La vieille dame avait bu son verre de muscat, d’une traite. Il semblait à Grisanta qu’elle avait refoulé un sanglot, mais rien n’apparaissait en surface. Son visage était marqué par un sourire qui la faisait ressembler à un masque asiatique. Grisanta s’était approchée d’elle pour l’embrasser. A cet instant, il y avait eu une onde de tendresse entre les deux femmes. Une tendresse spontanée qu’elles ne cherchaient pas à cacher.
Grisanta s’était retrouvée dans la rue. Des sentiments contradictoires se bousculaient en elle. Elle avait marché longtemps avant de s’asseoir à la terrasse d’un café. Elle regardait, sans les voir, les gens qui s’agitaient. Quelque chose s’était libéré. Ce que sa mère se refusait à lui avouer avait fait surface sans qu’elle ait à chercher. L’heure des aveux était venue sans qu’elle provoque cette rencontre avec la dame qui fouillait dans son vocabulaire pour trouver les termes qui ne trahissent pas sa pensée.
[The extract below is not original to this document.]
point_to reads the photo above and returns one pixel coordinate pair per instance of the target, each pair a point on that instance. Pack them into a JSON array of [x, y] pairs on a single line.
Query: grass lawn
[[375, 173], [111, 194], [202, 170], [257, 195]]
On aurait dit qu’elle s’exprimait dans une langue apprise.

Grisanta aurait préféré que sa mère lui raconte son histoire, et même si c’était à travers son prisme, peu lui importait, elle aurait su y apporter les correctifs nécessaires. Au lieu de cela, elles avaient vécu, côte à côte, ne s’échangeant que les banalités du quotidien.

Cette méfiance que Grisanta avait à l’égard des hommes, elle la devait à sa mère. Si, avec les autres, elle n’allait qu’à l’essentiel, c’était pour échapper aux connivences médiocres. On ne pouvait pas parler de pudeur, mais plutôt de rapports inexistants entre elle et sa mère. Elle avait poussé sans rien réclamer, confinée dans son mutisme, rejetant, toujours plus loin, ce qui lui paraissait insurmontable.
Sa mère, avec son visage doucement écorché, lui inspirait, maintenant, de la pitié. Dire qu’enfant, elle était, à ses yeux, une sorte d’emblème, une cristallisation de toutes les femmes.
En un jour, Grisanta avait l’impression d’avoir grandi.

De retour chez elle, elle avait été, droit, vers sa bibliothèque, là où, dans les pages d’un livre, elle savait trouver une phrase d’Albert Camus qui disait tout sur ses origines, sur ses gesticulations de femme du sud : « On peut prétendre en ces lieux que, si les Grecs ont touché au désespoir, c’est toujours à travers la beauté et dans ce qu’elle a d’oppressant. Dans ce malheur doré, la tragédie culmine ».